Beauty Influencer Went Live From Her Salon, And Moments Later The World Watched An Unbelievable Tragedy
Crime, SocietyPublished Jul 01, 2026 Beauty Influencer Went Live From Her Salon, And Moments Later The World Watched An Unbelievable Tragedy
Abel Musa Miño Entertainment News Writer 0 More than a year has passed since 23-year-old Valeria Márquez went live on TikTok from her beauty salon in Zapopan, Jalisco, only to broadcast her own homicide to her followers.
The beauty influencer was holding a pink stuffed animal and waiting for a gift as viewers watched from their phones. Then she grew uneasy about the courier as the man refused to leave the property.

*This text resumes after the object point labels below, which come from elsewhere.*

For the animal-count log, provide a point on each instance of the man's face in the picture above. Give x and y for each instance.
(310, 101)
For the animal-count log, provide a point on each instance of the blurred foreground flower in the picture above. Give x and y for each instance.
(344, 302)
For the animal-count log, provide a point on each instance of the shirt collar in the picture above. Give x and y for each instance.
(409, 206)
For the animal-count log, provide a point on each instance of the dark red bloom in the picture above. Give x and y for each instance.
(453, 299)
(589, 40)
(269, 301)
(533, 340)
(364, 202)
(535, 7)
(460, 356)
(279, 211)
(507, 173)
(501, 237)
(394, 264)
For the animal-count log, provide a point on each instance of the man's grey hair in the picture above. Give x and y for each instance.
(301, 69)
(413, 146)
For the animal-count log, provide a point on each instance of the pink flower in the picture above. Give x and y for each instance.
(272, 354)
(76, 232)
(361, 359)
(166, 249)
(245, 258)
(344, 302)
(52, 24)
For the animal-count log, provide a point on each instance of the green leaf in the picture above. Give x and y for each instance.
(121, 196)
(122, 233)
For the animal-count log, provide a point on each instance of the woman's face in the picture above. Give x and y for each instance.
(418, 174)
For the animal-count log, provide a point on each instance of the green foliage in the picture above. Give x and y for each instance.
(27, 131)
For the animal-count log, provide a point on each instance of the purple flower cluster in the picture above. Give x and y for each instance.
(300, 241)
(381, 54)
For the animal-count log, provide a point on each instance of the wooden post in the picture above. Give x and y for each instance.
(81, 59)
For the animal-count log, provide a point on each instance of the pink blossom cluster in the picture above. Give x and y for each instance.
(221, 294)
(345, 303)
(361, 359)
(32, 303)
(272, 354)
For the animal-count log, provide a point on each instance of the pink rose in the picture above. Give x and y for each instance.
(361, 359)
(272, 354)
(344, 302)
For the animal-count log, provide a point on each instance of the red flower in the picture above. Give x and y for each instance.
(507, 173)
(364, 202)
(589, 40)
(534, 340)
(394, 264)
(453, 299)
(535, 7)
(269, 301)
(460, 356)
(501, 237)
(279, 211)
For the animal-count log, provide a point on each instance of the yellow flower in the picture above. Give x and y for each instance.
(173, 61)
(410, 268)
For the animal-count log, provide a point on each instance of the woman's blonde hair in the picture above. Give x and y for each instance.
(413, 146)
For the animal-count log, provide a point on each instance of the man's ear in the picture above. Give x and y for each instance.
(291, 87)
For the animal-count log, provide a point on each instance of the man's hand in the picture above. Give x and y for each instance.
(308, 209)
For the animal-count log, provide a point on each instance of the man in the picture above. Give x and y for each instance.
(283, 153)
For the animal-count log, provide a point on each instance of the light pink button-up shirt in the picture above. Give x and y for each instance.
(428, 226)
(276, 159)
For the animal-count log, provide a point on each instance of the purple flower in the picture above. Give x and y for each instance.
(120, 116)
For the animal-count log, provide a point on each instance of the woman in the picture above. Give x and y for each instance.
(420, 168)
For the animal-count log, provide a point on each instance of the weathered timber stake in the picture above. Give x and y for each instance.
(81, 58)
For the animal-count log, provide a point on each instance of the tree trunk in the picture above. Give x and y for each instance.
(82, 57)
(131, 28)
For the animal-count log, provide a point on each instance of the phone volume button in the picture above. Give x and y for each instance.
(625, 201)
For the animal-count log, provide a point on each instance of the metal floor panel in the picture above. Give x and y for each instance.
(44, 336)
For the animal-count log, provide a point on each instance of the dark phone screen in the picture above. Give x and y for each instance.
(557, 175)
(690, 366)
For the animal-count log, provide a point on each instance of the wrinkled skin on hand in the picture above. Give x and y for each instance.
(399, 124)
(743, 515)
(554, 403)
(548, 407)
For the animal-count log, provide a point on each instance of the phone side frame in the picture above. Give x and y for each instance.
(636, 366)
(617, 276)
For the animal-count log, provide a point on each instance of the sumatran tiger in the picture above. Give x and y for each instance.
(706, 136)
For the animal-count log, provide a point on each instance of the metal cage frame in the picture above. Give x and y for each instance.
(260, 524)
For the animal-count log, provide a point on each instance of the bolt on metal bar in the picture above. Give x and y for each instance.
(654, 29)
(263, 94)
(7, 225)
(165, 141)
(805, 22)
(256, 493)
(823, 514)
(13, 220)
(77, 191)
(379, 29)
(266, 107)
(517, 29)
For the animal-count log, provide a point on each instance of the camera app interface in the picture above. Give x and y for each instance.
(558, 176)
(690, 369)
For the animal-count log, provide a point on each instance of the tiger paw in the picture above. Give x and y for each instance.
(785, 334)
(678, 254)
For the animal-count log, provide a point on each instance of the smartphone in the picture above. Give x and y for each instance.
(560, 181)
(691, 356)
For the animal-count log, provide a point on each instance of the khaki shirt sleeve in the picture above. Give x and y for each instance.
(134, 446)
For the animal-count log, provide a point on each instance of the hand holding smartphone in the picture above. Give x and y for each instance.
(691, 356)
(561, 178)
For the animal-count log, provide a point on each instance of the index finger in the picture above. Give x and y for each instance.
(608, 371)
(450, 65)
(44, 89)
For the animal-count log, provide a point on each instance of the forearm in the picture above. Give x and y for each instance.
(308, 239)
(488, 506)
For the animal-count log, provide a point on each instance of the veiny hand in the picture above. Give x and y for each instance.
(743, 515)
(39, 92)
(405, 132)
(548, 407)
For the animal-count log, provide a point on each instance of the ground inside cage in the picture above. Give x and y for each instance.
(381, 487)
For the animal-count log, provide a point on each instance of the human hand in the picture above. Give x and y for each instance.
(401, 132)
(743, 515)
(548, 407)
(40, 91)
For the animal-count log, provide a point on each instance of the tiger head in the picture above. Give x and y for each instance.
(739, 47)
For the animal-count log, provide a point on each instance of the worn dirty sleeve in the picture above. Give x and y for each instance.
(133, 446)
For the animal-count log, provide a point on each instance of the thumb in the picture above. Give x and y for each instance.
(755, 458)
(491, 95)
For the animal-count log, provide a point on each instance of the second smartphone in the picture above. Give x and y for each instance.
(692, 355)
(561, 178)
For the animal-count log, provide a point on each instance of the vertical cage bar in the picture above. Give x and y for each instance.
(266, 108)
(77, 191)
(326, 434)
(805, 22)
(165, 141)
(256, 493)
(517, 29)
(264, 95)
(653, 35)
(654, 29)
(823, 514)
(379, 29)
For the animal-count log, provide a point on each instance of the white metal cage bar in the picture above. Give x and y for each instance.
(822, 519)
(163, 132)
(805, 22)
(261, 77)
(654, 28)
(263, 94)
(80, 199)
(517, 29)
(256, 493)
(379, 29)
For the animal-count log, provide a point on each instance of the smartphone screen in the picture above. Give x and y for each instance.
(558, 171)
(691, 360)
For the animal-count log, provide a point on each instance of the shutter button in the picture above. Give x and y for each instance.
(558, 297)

Highlights- Valeria Márquez was livestreaming from her beauty salon when a man posing as a delivery driver entered, confirmed her identity, and opened fire.
- The 23-year-old model had previously shown followers bruises and warned that something could happen to her or her family after alleged threats from an unidentified partner.
- More than a year later, no culprit has been arrested, while US authorities identified a Cartel commander as the main suspect.
“Why didn’t he just drop it off? Were they going to pick me up or what?” were her last words.
Moments later, she collapsed on camera.
Her case remains one of the most disturbing examples of gender-based violence in recent Mexican memory. For months, no one has been able to explain with certainty who ordered the attack or why she was targeted.
But while law enforcement struggles to find an answer, for Valeria’s friends and family the truth is an open secret.
She was targeted by a cartel.
RELATED:A beauty influencer streamed her own homicide after enduring months of domestic violence
Image credits: v___marquez/Instagram
Disclaimer: This story covers violent gender-based crimes. Reader discretion is advised.
Valeria Márquez first became known in Jalisco in 2021, when she won Miss Rostro, a local beauty pageant that placed her in front of cameras long before her final moments were seen by thousands of people online.
At the time, the title seemed to open a bright path for the 19-year-old Mexican model. She soon began building a social media presence around beauty, fashion, travel, and personal care.
Over the next few years, Márquez became one of the many young influencers whose lives blurred business, visibility, luxury, and risk. Beyond her beauty content, her accounts started showing private jets, yachts, restaurants, and expensive outfits.
Image credits: www.instagram.com
By 2025, she had more than 223,000 followers on Instagram and another 100,000 on TikTok. She also owned the Blossom The Beauty Lounge, a salon in Zapopan, Jalisco, where she worked and regularly went live for her audience.
To her followers, Márquez’s world appeared aspirational. But after her passing, reports and screenshots began to paint a much darker picture, one involving alleged threats, bruises, jealousy, and fear.
It was then that many of her viewers started suspecting something, or someone, else was behind the model’s rise to fame and riches.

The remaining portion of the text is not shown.